Contrary to the common image of meditation described above, meditation practice can take place almost anywhere: outdoors, during lunch breaks, laying down, standing up, or even when washing the dishes, out for a walk or doing yoga. The only requirement is an environment that is both comfortable and free of distraction; no phones, loud music, pets, or uncomfortable clothing should be present or in use, as they will divert attention from the focus of the session. The use of poses (asanas), hand gestures (mudras) and chants (mantras) is encouraged for reaching a deeper state of consciousness, but there is no such thing as a correct posture for meditation; everyone has varying physical and mental responses to different methods and practices, and comfort is the most important factor when trying to clear and focus the mind.

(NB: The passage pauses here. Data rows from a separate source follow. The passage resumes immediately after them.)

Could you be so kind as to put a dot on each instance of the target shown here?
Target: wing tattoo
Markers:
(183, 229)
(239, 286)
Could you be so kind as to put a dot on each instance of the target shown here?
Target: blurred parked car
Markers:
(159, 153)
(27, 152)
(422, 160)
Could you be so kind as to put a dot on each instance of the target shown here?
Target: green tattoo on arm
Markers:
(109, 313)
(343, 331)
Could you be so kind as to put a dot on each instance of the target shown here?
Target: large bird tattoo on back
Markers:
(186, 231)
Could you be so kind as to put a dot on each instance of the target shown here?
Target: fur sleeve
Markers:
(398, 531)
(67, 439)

Especially for beginner meditators, clearing the mind can be very difficult; thoughts often immediately begin to fill the mind when meditating, particularly ones that are providing the most concern, anger or excitement. But instead of pushing them away, every approaching thought should be allowed to make an entrance; once a thought has surfaced, it should be individually observed with an open and understanding mind before it’s released and let go — letting go can often be difficult, but if you focus on the goal that you are trying to achieve and the reasons you wish to achieve it, over time you will be able to redirect your thoughts back to the goal immediately and with ease. Once you understand the simple truth that, regardless of the issue, letting your mind worry or stress over something is unnecessary and fruitless, you’ll be able to accept that your focus goal is more important; after this, letting go of these concerns will come more easily. Additionally, once a thought is no longer a cause of stress and your mind can observe it clearly, you will be better equipped to address the issue. Clearing your mind while simultaneously focusing on one specific goal may seem contradictory, but with regular practice the need to purposely drive thoughts toward the goal will diminish. Even after the meditation sessions end, this will gradually become the natural response to negative thoughts and emotions.

Benefits of Meditation

While many concerns and worries are warranted, allowing these thoughts to preoccupy your mind will typically have little to no positive effects; it can, however, lead to anxiety, depression, confusion and even high blood pressure and other health issues. But when it comes to all around mental and physical well-being, meditation is the best medication; by addressing unnecessary or intrusive thoughts using meditation, breathing exercises (pranayama) and mantras, all of the negative effects of constant stress can be prevented and reversed. Research even suggests that daily meditation can activate metabolic energy, mitochondrial function and telomere maintenance; in layman’s terms, it can support and maintain healthy weight, increase energy levels and even fight or prevent cancer. These results begin to occur almost immediately, and become more pronounced and effective as practice continues.

In addition to increased energy, decreased stress levels and health support, meditation is also beneficial in attaining mental tranquility, self-awareness and acceptance, spiritual meaning and pain relief. As meditation is practiced more frequently and a deeper relationship with the inner self is established, it can also be used as a means of understanding and unlocking emotional and creative expression. By becoming more accepting of oneself and letting go of constant worries or concerns, life becomes more peaceful; because thoughts about the past, present and future are released during meditation, feelings of longing, suffering and anger are quieted in everyday life.